You can read part 1 here, but here’s the quiz I wrote:
You’ll notice that a “no” to “Are you having fun?” doesn’t automatically lead to “Maybe find something else to do.” Because sometimes, if you’re working hard on getting better, you’ll go through a not-fun phase, and that is the exact wrong time to quit improv.
Riding a bike with training wheels is easy, but taking the training wheels off is hard. It feels like you’ll never be able to really ride a bike. How does anyone balance? And brake? And turn? And shifting gears while pedaling sounds like witchcraft.
Now riding my bike around the park is so effortless I don’t think about the mechanics of it anymore. I needed the training wheels for a little while when I first started, but now they would get in my way as I maneuver around traffic.*
Sometimes getting better at improv isn’t the most fun thing, but doing hard work now is an investment in the enormous amount of fun you are going to have down the road. Improv will get more fun as you get better at it.
I found this very true when I went through iO’s training center. Levels 1 and 2 were the most fun ever. Levels 3 and 4 made me feel worthless, like I was never going to be good at this, and maybe I should stop trying. Something shifted in Level 5, though, and improv was once again a magical thing I would love forever.

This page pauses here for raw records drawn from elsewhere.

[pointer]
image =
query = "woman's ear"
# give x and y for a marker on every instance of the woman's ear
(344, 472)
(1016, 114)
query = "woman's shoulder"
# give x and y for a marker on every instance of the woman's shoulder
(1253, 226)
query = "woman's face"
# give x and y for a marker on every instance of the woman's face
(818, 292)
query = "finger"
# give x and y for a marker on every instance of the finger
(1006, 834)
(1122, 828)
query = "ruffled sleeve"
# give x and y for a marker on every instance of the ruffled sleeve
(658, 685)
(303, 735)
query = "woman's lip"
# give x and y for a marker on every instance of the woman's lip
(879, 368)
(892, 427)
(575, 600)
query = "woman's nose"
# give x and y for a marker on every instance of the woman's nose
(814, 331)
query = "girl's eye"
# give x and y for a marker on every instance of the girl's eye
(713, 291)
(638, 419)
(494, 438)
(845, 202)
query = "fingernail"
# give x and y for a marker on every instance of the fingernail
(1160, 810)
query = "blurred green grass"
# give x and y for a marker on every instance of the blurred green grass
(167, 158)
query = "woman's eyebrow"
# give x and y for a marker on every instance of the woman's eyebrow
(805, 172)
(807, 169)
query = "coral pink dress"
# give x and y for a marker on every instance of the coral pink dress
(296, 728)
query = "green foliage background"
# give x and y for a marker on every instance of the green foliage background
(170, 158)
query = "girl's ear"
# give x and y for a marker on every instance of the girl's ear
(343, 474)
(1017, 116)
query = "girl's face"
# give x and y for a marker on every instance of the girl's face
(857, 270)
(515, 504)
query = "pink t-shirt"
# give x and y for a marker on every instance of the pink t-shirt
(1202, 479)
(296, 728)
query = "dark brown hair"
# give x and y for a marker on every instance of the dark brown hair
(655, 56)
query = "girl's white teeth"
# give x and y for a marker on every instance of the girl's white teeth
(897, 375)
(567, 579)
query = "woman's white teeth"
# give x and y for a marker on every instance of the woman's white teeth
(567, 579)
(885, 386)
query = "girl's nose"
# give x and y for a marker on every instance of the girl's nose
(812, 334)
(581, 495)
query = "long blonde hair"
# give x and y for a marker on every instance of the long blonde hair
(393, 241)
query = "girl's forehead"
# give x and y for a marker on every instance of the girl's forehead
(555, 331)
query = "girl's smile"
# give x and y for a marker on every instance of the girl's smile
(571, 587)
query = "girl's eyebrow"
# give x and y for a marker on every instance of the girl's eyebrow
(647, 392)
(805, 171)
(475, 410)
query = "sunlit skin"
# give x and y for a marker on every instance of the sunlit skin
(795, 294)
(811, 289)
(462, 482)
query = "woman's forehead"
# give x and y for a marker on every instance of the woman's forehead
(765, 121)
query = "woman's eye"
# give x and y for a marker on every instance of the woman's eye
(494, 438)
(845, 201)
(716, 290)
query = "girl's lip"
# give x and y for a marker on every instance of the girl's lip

At the time, I thought this was just because I liked some teachers more than others — my Levels 1 and 2 teacher was Jet Eveleth, and my Level 5 teacher was TJ, and they are both just the best. While I do think clicking with my teachers was part of it, it was mostly because, after the Levels 3 and 4 teachers started taking away my training wheels, it took me awhile to find my balance again.
Jimmy Carrane, who creates the excellent Improv Nerd podcast, recently posted about the impulse to quit improv. He’s a good writer, and you should read the whole post, but here’s my pull quote:
There is this incredible hokey saying, “Don’t quit before the miracle,” which really applies to everything, especially improv. In improv you never know the day, time, or year when you’re going to get good at it.
It happens slowly. And you’ll never know where it will lead you.
In a classic blog post, which you should also read, Bill Arnett created this chart:
I find this graph encouraging when getting better feels too hard. (A couple of years ago, it inspired me to create my own chart about how Flash Fiction came together.) It’s not really a plateau, it’s a gentle slope, as long as you keep going forward instead of sitting down and camping out.
So don’t quit improv because it’s hard. Fun is on the other side of hard. Quit because you don’t care enough about the fun to put in the hard work in practice.
*Where I ride my bike, “traffic” means “scary geese.”